How To Get Into, Freelance Writing

10 Tips for Finding Freelance Writers

Every week I get a few emails from people looking for advice on how to get into freelance writing. While there is no easy answer, and no answer that works for everyone, there are a few tips that I believe will help many people move to independent writing, and survive for the first few months at least.

(1) Invest in a website

The best place for any freelance copywriter or web copywriter to start a website. The website is very important because when you make cold calls and email prospects, you will need to direct them to another location that gives them more information. Keep your website simple, add a portfolio page, add any samples of any type of writing you’ve done, talk about places you’ve worked on, clients you’ve written for, and include any evidence you’ve found. Make sure you enter your address and contact details again so that people will not think you are a night-flight worker. Of course, it doesn’t hurt to upload a photo again. If you can’t say much about your experience, don’t say much. It doesn’t matter if you say nothing. Remember, like any other copywriting, writing about yourself requires skill. If you do not have the knowledge, but you are confident that you can do the job, you can be very smart in what you can say, and many people will read it the way you intended.

(2) Do not identify agencies

If you have never worked as an advertising copywriter or website copywriter before, do not refer to advertising agencies and web design agencies. They know exactly what they are following, so if you do not have a portfolio, you will not be in a position. Managing an inexperienced copywriter with quality control takes a lot of time and poses a risk. Most agencies are very busy giving non-certified copywriters a break, even if you are ready to do work on the spec. Target end clients directly.

(3) Cold call, cold call, cold call

One of the best ways to do business in the early days is to call on potential customers at the end of the day. It’s hard work and time-consuming, but you can pull out some of the most relevant tracks.

(4) Use a database of contacts and tasks

No matter where you are in your freelance writing business, You want a database of contacts and jobs. Reduced CRM tool type (Customer Relationship Management). Use it to record everything! In particular the names, phone numbers, and details of any communication (especially calls). I created my database using Microsoft Access. Visit http://www.divinewrite.com/downloads/contacts and jobs jobs.mdb to download a valid 208KB copy for free. You will need Microsoft Access 2000 to use it. I’m not a database expert, so it’s not a work of art. It will definitely get you started. (TIP: When using a database, press Ctrl +; to enter today.)

(5) Write a few samples

If you identify specific clients or industries, do not be afraid to write a few samples and send them. You can donate the pieces for free (everyone likes something for free) or at a discount, or you can use them as an incentive to sign them up for future work. It all depends on the type of work and the type of client. The important thing to keep in mind is that samples are almost the same as the portfolio for most potential customers.

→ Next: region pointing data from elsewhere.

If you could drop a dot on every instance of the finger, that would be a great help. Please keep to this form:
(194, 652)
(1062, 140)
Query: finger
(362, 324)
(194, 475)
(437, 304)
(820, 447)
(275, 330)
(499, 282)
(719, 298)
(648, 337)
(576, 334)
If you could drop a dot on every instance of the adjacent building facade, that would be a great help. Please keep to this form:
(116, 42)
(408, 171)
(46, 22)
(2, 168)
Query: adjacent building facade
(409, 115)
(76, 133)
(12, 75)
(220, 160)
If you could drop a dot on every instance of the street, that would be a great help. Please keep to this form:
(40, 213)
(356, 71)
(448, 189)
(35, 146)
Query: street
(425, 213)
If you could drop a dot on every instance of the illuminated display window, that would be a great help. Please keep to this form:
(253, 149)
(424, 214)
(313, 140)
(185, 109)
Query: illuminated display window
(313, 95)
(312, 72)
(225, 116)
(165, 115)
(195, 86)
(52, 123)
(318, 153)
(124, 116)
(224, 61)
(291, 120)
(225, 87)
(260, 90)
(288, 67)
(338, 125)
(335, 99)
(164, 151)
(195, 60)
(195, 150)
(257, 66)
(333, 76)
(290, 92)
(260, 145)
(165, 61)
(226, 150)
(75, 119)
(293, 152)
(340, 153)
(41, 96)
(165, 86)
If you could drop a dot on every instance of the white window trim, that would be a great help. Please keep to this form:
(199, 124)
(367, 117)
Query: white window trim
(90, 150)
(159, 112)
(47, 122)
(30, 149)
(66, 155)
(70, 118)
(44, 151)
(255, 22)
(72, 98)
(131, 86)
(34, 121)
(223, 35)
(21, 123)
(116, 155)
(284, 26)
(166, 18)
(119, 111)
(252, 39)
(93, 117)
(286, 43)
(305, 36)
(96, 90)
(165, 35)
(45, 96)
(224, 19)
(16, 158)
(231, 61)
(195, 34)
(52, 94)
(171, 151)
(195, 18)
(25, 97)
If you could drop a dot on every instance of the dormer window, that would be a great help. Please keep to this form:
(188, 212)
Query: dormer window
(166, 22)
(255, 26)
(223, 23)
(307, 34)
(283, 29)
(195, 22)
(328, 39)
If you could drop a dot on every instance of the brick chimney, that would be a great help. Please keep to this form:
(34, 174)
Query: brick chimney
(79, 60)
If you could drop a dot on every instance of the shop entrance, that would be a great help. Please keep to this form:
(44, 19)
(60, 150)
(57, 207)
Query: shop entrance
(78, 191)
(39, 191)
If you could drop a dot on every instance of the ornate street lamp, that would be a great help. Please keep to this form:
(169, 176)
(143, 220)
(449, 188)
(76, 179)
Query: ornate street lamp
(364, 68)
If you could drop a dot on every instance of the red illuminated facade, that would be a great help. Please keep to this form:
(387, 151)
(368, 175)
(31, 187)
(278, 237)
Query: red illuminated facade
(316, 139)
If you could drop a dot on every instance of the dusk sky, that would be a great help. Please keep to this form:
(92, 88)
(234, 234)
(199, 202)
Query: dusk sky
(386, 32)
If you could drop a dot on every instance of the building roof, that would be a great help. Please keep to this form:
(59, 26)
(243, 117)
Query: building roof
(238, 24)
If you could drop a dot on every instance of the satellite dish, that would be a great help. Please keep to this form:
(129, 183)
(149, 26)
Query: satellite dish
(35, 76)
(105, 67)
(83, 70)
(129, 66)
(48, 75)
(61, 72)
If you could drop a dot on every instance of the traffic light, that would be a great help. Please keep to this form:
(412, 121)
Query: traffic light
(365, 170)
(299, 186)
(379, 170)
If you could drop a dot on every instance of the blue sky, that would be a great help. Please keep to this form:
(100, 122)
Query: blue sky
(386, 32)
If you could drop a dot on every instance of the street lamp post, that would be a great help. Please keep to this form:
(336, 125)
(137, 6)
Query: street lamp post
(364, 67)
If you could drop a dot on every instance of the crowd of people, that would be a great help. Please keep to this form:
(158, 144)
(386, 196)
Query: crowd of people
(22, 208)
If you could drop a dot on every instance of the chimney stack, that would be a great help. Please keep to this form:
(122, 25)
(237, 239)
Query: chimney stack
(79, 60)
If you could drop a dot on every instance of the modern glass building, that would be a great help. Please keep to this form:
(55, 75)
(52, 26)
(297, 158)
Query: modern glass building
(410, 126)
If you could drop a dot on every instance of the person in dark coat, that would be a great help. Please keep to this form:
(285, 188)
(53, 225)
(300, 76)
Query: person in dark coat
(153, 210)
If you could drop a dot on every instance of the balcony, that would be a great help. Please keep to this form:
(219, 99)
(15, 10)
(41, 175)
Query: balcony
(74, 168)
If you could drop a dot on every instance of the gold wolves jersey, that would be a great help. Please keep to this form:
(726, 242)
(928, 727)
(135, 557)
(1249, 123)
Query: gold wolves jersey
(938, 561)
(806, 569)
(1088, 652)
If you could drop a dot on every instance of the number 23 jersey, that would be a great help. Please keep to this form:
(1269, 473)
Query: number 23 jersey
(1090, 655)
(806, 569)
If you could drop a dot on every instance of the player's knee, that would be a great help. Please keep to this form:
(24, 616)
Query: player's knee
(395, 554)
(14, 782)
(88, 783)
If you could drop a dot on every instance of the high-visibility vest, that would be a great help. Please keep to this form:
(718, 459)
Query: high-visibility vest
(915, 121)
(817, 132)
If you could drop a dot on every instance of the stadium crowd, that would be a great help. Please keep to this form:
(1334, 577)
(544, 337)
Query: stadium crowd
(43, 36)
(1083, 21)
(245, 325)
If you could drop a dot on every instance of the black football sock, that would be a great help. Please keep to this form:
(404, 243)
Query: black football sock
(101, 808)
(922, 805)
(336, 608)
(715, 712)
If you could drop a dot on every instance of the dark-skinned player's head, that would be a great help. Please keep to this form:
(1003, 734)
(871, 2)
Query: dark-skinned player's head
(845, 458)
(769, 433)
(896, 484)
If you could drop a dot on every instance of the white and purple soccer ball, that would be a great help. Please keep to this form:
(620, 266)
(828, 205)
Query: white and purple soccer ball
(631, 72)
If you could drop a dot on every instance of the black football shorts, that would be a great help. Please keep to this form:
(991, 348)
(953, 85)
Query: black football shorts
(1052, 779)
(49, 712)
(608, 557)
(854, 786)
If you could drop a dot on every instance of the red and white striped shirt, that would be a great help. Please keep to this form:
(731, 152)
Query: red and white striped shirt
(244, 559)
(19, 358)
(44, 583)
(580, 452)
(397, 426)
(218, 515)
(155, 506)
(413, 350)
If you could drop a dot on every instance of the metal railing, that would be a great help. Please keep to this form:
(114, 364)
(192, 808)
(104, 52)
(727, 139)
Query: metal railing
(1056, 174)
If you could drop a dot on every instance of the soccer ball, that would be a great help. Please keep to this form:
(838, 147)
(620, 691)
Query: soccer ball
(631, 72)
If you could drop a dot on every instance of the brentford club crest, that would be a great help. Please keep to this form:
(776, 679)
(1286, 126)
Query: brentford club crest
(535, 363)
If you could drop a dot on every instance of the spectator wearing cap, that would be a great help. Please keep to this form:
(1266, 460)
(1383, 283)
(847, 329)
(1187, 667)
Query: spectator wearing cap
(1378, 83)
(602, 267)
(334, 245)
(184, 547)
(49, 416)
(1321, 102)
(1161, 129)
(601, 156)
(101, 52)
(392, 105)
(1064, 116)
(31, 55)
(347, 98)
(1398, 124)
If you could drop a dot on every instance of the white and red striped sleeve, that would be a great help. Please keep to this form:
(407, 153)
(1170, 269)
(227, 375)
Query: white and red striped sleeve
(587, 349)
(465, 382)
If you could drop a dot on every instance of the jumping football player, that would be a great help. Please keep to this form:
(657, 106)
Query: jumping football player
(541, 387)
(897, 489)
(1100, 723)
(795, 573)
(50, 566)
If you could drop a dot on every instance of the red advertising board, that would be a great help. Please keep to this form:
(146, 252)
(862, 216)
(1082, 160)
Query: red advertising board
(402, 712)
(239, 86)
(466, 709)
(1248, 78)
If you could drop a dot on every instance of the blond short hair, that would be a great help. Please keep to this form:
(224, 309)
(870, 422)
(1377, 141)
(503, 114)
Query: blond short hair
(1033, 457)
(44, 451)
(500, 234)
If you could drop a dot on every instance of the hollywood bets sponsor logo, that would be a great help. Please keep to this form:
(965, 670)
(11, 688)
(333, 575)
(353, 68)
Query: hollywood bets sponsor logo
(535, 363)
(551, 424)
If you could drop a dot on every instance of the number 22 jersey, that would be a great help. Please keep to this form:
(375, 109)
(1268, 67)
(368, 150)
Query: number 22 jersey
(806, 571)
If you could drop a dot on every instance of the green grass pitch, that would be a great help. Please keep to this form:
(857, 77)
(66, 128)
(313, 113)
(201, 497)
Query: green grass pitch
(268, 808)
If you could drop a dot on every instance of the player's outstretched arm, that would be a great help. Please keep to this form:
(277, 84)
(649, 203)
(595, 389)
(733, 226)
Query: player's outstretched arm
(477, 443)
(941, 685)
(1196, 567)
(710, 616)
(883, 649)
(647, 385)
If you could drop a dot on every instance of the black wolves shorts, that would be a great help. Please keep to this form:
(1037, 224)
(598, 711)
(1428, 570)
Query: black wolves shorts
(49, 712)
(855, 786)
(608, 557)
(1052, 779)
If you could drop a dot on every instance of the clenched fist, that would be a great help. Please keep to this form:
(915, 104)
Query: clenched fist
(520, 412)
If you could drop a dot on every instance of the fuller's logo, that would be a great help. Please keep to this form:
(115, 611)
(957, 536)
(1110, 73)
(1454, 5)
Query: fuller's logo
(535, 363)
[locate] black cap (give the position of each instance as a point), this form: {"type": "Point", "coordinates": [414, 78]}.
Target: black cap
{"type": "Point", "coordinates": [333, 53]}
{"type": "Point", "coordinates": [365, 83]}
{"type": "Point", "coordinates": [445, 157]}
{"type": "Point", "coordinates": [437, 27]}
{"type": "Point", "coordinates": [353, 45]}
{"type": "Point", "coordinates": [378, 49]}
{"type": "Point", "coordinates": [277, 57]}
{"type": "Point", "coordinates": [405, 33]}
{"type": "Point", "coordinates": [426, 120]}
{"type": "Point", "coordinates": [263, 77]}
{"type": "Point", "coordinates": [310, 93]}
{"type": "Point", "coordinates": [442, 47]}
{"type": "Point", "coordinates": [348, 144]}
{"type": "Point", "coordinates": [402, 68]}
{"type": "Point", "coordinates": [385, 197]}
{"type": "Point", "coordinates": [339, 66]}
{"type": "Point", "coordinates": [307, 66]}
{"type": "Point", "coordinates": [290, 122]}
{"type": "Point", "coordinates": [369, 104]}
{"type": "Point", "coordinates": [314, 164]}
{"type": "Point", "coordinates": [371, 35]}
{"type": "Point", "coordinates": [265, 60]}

(6) Invest in a package of accounts

Don’t be fooled into thinking you can manage your accounts manually (or by Microsoft Excel). Even if you only have a few customers, you want the right account package like MYOB or Quicken (both offer small business types). You will understand why you first made your GST reports or annual taxes. In fact, you will understand why whenever you need to dismiss the remaining invoices

(7) Provide good service

This may seem obvious, but it’s important to remember that “good service” means different things to different customers. Most of the time you will be working with specific clients (start-up businesses) and agencies. They both love good service but interpret it completely differently. Agencies rely on their independent authors to meet strict requirements (make work done, done on time, do not exceed the budget). They have end customers who breathe down their necks, so honesty is as important as writing quality. Final customers, on the other hand, need an advertising copywriter or a web copywriter who sees their business the way they do and can convey that idea. They too will probably need more guidance, especially if they are starting their own business. If you can, help them understand that copying is not just about telling people what products and services the business offers; it is about transferring the benefits of those products and services. A good copywriter or web copywriter will be able to help their client think about benefits rather than products and services.

(8) Expect difficult times

The first year or two as a freelance copywriter or web copywriter will be difficult. It takes a while to create momentum and at the same time, you may find yourself wondering if you have chosen the right job. While it is possible to gain six figures each year, you have to be patient (so it is not good for new parents or those who intend to make anyone with large mortgage obligations).

(9) Don’t spend too much money on training

In my humble opinion, no amount of money is wasted on education. However, you should measure the return on investment. I don’t know much about what writing lessons are available, but if they are expensive, I can think twice. In my experience, many clients (either agencies or end clients) value writing over writing skills.

(10) Know that you can do it

Confidence in your writing skills is worth it. If you are unwilling to show results for the next client, you will never be able to convince the client. Remember that everyone feels down at the beginning of a new writing project. There is always a steep learning curve in copywriting, and it is often a time-consuming task. Don’t fall into the trap of focusing on what you can and cannot do.

We wish you good luck and happy writing!